This analysis of HIV testing behaviors among Latina women who engaged in unprotected sex indicates that the majority have been tested for HIV. The analyses also identified predictors of HIV testing including: age, provider endorsement of HIV testing, quality of the romantic relationship and known HIV status of partner. Interestingly, having health insurance, access to a regular source of care or a diagnosis of an STD did not increase the likelihood of getting tested.

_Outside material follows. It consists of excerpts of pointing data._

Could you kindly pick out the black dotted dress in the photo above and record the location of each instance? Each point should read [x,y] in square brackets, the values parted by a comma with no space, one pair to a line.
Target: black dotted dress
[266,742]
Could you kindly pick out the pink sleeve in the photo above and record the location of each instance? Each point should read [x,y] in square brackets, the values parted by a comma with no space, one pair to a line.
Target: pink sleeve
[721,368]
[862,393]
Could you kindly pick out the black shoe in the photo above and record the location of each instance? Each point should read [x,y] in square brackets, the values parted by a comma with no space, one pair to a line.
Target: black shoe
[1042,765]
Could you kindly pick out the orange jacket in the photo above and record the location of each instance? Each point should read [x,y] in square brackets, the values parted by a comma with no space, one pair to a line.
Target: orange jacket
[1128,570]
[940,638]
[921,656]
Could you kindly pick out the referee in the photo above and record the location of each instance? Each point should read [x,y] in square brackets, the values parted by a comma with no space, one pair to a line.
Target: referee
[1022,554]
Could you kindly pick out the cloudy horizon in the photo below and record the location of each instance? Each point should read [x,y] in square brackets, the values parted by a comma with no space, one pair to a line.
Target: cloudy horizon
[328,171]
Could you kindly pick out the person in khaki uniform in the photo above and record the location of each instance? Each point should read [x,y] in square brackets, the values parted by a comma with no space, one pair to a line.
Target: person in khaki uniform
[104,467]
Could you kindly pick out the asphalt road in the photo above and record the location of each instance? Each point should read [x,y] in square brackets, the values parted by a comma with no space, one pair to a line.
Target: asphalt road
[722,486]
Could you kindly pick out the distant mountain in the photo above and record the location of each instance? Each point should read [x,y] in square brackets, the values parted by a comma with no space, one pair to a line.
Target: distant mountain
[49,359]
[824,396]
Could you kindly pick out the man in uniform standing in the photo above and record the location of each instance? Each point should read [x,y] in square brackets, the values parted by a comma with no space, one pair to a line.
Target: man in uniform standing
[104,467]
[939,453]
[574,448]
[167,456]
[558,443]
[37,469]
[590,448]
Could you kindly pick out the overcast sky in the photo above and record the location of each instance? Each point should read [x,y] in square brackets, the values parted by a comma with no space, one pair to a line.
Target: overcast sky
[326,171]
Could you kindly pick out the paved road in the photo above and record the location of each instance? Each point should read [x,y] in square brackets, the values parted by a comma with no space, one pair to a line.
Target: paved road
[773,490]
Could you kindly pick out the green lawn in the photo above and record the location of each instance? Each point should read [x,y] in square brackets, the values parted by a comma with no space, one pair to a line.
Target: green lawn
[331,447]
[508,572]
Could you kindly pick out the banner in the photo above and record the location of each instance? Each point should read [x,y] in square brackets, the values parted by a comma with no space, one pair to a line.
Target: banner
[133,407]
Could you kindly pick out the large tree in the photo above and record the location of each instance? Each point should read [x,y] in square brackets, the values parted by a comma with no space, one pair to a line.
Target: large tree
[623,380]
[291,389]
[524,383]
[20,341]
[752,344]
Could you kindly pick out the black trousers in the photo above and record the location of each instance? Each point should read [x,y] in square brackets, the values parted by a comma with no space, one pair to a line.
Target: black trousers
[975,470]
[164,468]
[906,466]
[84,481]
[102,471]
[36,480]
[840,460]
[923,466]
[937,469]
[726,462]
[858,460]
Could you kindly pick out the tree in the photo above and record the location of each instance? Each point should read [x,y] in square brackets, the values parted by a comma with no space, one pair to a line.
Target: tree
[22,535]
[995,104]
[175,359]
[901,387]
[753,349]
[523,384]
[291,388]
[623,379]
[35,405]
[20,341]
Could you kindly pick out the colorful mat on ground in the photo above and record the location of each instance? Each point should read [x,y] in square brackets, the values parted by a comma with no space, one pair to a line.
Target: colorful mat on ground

Age predicted HIV testing, with the likelihood of getting tested for HIV decreasing as age increases. Low rates of testing and barriers to HIV testing in older women were previously documented in the baseline sample (Craig et al, 2012) and in other studies among Latina women in Miami (Cianelli et al, 2013). Specifically in Florida, newly reported HIV cases in adults 50 year old or older increased by 58% between 2003 (18.6% of total) and 2012 (29.7% of total) (Florida Department of Health, 2013c). The importance of HIV testing among sexually active older women increases due to the interplay of biological, socio-cultural and structural factors that increase their risk for HIV infection and disease progression. Biological factors include age-related vaginal thinning and dryness that cause tears in the vaginal mucosae and inmunosenescence (Grabar et al., 2004; Imai et al., 2013; Pratt et al., 2010; Simone & Appelbaum, 2008; Yung & Mo, 2003). In addition, these biological liabilities are potentiated by socio-cultural and structural factors such as: poor risk perception and knowledge of HIV transmission, less condom use, poor assessment of sexual life and risky sexual behaviors among women over 50 years old by health care providers (Lindau et al. 2007), few prevention campaigns for older Latinas, sex tourism, and new medications and devices to extend sexual life. Low HIV testing and poor risk awareness in the population 50 years old and older has resulted in late diagnoses and entry into treatment (Inungu et al., 2001).

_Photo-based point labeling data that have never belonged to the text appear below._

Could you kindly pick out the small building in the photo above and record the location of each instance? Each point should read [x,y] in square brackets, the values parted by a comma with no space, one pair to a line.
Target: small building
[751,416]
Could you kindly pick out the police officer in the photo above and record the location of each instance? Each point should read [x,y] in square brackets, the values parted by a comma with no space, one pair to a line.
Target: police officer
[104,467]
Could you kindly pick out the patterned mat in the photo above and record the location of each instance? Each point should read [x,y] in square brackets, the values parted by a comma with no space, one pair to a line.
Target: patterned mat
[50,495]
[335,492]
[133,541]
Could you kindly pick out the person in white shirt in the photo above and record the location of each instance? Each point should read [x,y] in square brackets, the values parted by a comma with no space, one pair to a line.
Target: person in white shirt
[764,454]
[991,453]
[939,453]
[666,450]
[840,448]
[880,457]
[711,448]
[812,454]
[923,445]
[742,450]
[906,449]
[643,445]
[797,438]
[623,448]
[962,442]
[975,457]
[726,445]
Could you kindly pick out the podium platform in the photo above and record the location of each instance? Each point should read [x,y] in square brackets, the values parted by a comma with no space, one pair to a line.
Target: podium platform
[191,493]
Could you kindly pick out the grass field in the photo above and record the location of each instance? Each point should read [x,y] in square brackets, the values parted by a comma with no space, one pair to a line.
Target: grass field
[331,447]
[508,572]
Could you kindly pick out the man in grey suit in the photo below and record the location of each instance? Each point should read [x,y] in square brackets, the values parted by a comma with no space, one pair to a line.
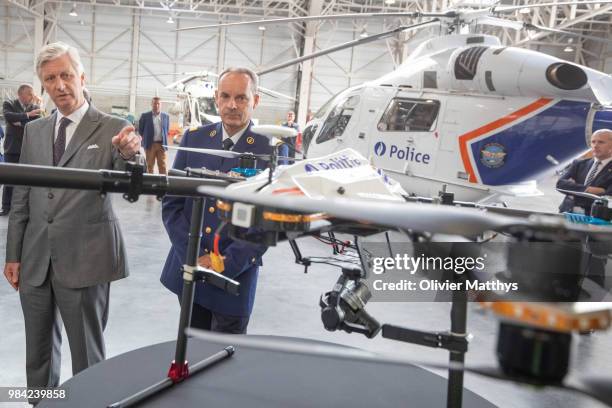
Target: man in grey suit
[64,247]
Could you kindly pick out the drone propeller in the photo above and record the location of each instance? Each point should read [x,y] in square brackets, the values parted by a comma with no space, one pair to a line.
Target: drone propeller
[228,154]
[408,216]
[597,388]
[441,219]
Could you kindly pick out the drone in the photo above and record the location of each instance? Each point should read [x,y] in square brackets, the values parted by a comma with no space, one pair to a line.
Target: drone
[344,193]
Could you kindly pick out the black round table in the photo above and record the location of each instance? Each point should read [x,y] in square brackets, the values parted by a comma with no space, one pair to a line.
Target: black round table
[259,378]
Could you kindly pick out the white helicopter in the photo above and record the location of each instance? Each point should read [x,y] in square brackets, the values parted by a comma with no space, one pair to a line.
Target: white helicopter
[463,110]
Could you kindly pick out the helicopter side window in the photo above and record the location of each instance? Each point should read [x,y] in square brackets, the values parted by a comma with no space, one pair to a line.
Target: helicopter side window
[338,119]
[409,115]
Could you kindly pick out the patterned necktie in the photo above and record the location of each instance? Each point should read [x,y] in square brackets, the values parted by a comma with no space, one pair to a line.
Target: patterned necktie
[60,143]
[228,143]
[592,174]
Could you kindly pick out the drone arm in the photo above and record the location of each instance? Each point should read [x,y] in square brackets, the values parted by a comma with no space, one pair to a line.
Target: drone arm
[176,220]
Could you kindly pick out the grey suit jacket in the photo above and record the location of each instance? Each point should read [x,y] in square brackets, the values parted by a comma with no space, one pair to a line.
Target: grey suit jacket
[76,230]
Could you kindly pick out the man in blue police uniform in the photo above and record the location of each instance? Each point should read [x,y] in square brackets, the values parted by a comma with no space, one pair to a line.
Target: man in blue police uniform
[213,309]
[591,176]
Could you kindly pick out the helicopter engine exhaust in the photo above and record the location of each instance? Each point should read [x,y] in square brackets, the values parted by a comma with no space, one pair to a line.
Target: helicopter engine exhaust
[566,76]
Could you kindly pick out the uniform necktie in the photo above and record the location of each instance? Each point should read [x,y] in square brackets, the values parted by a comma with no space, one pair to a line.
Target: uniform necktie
[228,143]
[60,143]
[592,174]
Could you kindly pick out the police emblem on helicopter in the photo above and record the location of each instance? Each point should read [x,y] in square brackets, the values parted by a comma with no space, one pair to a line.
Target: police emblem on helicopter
[492,155]
[380,148]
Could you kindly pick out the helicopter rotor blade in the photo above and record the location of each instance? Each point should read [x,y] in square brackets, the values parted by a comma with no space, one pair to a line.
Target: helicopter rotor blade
[391,214]
[345,45]
[359,16]
[510,9]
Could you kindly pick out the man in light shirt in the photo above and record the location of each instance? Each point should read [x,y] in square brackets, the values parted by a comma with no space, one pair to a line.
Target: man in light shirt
[153,126]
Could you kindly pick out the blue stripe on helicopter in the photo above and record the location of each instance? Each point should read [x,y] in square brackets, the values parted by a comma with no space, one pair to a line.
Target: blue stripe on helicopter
[517,153]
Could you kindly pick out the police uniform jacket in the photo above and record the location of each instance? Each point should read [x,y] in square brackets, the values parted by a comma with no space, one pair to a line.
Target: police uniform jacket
[242,260]
[574,178]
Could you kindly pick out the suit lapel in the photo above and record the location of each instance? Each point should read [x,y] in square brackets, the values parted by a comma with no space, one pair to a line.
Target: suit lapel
[603,174]
[84,130]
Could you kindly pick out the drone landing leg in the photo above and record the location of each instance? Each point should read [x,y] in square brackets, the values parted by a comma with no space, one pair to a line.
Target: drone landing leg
[454,394]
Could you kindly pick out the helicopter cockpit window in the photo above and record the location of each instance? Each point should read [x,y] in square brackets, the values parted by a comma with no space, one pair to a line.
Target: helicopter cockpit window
[409,115]
[338,118]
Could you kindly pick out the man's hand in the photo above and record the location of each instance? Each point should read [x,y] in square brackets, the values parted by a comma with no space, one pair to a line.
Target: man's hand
[34,112]
[205,262]
[127,142]
[11,271]
[595,190]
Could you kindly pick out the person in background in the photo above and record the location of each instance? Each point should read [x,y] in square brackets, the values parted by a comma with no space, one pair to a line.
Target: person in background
[214,309]
[153,126]
[17,113]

In accordance with the results of the baseline data (Craig et al., 2012) and previous studies among Latino (Fernández el at., 2003; Fernández el at., 2005) and other minority groups (Petroll, et al., 2009), Latina women in this sample were found to be more likely to undergo HIV testing if endorsed by a care provider, regardless of their health insurance coverage or access to a regular source of care. General compliance with medical advice in regards to HIV testing has been shown to be common among adults of most races and ethnicities (Takahashi et al., 2005) and at different levels of risk (Hudson et al., 2012). However, despite high rates of compliance with the medical advice, still, a large proportion of health care providers need to improve their adherence to the 2006 CDC guidelines of universal HIV testing, and overcome attitudinal barriers (e.g., perception that the patient would be uncomfortable, offended or refuse HIV testing) or structural barriers (e.g., competing clinical priorities, concerns about reimbursement, or language barriers) (Zheng, et al., 2014; Arya et al., 2014). The increased access to preventive services for women proposed in the Affordable Care Act, and in particular the recommendation of annual counseling and screening for HIV for all sexually active women (Institute of medicine, 2011), would positively affect Latina women, who historically have been less likely than women in other population groups to receive regular care and preventive services (Corbie-Smith et al, 2002; Fiscella et al, 2002).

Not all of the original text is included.